Going by the faces of the lads at the bar, doing a poor job of watching them with discretion, Trent will argue Ted has more than proved himself. Trent has seen adored managers before, but in a field where losses are treated with the gravity of a close relative’s death but wins are often felt as only incremental steps to a grander prize, love is a fickle thing. Trent won’t go so far as to say the expressions of Baz, Jeremey, and Paul are adoring yet, though, in a rather strange way, they may be something more. There’s a respect here that seems to go beyond football.
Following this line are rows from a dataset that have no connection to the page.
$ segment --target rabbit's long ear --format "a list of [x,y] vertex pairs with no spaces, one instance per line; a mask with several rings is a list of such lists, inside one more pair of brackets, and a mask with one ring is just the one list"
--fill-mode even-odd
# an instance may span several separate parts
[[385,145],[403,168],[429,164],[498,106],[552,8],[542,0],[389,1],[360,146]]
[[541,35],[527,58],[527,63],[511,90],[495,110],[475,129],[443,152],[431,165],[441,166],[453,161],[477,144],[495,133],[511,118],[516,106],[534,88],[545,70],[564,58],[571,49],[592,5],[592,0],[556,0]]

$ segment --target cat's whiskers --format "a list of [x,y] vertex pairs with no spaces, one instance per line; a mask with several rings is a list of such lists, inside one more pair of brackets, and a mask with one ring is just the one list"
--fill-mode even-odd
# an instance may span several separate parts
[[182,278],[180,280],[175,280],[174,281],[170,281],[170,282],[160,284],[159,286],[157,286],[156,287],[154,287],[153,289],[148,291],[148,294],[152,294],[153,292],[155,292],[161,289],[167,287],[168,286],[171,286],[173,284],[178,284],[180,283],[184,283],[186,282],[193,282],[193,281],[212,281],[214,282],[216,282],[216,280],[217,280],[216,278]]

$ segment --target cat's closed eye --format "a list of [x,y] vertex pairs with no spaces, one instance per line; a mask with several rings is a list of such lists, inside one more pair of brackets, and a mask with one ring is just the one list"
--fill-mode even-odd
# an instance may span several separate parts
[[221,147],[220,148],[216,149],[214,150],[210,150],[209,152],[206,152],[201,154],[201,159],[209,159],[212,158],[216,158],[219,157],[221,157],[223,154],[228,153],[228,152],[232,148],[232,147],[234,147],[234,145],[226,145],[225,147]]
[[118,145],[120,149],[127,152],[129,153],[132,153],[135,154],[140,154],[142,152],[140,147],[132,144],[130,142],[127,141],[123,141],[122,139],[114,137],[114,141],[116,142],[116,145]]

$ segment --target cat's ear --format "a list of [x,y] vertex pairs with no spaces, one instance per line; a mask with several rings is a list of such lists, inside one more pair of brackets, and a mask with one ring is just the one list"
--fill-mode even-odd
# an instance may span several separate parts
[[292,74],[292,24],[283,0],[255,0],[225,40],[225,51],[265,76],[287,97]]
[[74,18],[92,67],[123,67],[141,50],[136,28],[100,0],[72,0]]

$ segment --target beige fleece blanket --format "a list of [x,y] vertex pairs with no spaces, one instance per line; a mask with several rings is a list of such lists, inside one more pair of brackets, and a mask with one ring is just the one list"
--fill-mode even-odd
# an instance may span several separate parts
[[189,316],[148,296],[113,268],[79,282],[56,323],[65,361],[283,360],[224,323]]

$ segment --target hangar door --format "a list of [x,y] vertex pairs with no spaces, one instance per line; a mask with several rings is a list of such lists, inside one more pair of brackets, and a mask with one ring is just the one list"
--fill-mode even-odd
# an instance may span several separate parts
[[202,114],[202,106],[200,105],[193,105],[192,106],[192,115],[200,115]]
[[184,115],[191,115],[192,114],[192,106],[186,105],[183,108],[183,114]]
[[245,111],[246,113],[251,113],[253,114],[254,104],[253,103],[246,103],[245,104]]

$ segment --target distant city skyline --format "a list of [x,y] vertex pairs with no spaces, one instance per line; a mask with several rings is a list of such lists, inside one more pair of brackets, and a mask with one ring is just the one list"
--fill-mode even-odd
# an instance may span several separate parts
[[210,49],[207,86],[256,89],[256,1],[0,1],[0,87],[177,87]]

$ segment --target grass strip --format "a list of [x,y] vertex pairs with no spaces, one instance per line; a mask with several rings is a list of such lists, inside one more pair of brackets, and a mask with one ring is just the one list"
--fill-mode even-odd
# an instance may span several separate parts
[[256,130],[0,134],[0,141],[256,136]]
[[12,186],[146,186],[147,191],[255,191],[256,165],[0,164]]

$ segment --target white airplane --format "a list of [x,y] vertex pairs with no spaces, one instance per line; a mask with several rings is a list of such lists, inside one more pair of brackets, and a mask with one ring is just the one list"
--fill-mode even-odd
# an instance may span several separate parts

Beyond football, dangerous territory to tread indeed.
Ted is looking at him with a lightness in his eyes, a kind of gentle attention Trent feels the pub lads wouldn’t hasten to kill over. Have it, Trent would say. They wouldn’t know what they were in for. However gentle the attention is, it spikes the temperature of a person’s body to a dangerous degree.
Trent clears his throat. “I was hoping to talk about your win at Everton in the 2019-2020 season.”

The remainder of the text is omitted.